The increasing use of wide-angle fundus examinations by High Street Opticians and the fear of litigation if a melanoma is missed, has led to a rising number of referrals of pigmented fundus lesions to Ophthalmology and Ocular Oncology Units.
This places a significant amount of pressure on Ophthalmology Departments in the country regarding new patient and follow-up appointments.
In order to address this clinical need, this project brings together an interdisciplinary team with distinct, complementary expertise in AI, medical image computing, and clinical medicine.
The overarching aim is to develop and evaluate a novel, fully-automatic AI-powered diagnostic tool to support the accurate diagnosis and monitoring of choroidal naevi and to predict the risk of ocular melanoma.
This research will harness (1) a unique database of ocular tumours, the largest of its kind worldwide, with a vast enriched dataset of images and clinical data of over 3000 patients, and (2) novel AI prognostic models that have been developed in Liverpool funded by EPSRC and NIHR.

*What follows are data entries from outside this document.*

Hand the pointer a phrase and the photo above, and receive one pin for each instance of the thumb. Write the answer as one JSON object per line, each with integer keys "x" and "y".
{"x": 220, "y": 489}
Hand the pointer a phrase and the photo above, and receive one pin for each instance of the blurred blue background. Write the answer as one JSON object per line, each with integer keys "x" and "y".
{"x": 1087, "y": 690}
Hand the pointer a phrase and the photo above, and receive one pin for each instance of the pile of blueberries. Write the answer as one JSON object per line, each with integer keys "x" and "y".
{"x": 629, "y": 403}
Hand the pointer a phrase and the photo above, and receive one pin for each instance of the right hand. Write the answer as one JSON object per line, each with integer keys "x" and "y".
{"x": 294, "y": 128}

Our specific objectives are: (1) to complete curation of a dataset essential for the development of AI tools, (2) to adopt a software development approach to develop and rigorously validate new AI tools by following TRIPOD and PROBAST principles and (3) to deliver the project by proactive managements, public engagement and risk mitigation and develop a robust commercialisation strategy to market.
We expect by completion of the project to have developed AI tools ready for future prospective clinical study and commercialisation.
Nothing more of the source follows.